Uitspraak
RECHTBANK LIMBURG
1.De procedure
2.De feiten en het geschil
3.De beoordeling
- dagvaarding € 108,22
- griffierecht € 126,00
- salaris gemachtigde
Rechtbank Limburg
In deze zaak vordert de naamloze vennootschap Interpolis Zorgverzekeringen N.V. van de gedaagde partij, die verzekerd is tegen ziektekosten, een bedrag van € 254,27, vermeerderd met rente en kosten.

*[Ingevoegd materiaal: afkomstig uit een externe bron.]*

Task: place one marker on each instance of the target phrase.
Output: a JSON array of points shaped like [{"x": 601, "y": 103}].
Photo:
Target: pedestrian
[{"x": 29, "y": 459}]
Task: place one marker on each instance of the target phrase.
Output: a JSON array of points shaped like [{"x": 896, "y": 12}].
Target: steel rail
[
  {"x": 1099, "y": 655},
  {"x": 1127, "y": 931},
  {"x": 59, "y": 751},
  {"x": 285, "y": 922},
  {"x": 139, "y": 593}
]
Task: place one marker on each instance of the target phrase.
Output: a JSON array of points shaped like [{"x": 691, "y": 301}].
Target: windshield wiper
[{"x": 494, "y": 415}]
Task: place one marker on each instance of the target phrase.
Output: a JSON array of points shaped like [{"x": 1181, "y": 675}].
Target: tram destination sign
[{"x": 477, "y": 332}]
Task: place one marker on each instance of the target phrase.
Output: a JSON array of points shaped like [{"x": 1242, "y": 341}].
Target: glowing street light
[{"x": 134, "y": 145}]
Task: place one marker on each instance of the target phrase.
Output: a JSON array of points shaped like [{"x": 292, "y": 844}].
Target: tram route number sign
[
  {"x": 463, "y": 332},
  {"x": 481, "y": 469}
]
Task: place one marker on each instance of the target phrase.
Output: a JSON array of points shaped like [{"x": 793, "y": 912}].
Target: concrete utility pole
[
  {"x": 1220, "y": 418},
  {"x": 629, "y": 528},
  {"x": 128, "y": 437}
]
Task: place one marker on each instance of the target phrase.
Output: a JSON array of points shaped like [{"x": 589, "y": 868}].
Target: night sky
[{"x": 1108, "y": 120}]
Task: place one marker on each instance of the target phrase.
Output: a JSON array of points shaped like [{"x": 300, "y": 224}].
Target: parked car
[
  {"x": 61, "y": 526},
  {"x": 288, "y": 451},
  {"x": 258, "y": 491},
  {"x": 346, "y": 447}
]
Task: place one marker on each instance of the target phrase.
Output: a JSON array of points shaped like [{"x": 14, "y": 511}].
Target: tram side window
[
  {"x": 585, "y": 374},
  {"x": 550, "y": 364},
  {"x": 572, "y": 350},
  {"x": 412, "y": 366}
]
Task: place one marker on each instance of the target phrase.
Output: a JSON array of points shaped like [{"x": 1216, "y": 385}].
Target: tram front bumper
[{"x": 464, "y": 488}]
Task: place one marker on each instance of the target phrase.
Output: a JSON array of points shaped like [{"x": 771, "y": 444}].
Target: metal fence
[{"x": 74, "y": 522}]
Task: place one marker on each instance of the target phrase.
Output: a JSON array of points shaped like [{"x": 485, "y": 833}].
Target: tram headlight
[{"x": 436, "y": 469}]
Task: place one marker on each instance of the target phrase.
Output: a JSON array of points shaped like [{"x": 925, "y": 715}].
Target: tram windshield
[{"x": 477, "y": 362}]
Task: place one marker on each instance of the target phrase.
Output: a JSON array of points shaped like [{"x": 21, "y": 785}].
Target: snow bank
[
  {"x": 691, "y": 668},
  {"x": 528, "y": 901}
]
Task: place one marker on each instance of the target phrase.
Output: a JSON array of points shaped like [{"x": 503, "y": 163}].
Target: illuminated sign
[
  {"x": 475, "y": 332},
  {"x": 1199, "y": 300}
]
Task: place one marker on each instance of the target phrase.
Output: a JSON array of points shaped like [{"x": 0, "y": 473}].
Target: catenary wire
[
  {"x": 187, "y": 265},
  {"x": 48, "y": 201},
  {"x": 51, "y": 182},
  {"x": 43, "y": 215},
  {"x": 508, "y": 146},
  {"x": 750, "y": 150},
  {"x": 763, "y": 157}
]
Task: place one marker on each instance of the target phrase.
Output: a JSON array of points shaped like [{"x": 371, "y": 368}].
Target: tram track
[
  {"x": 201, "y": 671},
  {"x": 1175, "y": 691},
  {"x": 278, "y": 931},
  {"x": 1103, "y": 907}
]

De vordering is gebaseerd op onbetaalde premies en zorgkostennota's, die in totaal € 721,04 bedragen. De gedaagde heeft een deelbetaling gedaan van € 523,49, maar de resterende hoofdsom van € 47,55 is nog open. De gedaagde heeft aangevoerd dat de vordering niet duidelijk is en dat hij alles heeft betaald, maar heeft geen bewijs geleverd voor zijn stellingen. De kantonrechter oordeelt dat de gedaagde in staat was om verweer te voeren en dat hij zijn verweer onvoldoende heeft onderbouwd. De kantonrechter wijst de vordering van Interpolis toe, met inachtneming van de door de gedaagde aangevoerde persoonlijke omstandigheden, die geen afbreuk doen aan de betalingsverplichting. De kantonrechter kent ook de buitengerechtelijke incassokosten toe, omdat aan de vereisten hiervoor is voldaan. De gedaagde wordt veroordeeld in de kosten van de procedure, die aan de zijde van Interpolis zijn begroot op € 346,22. Het vonnis is uitgesproken door mr. R.H.J. Otto op 3 november 2021.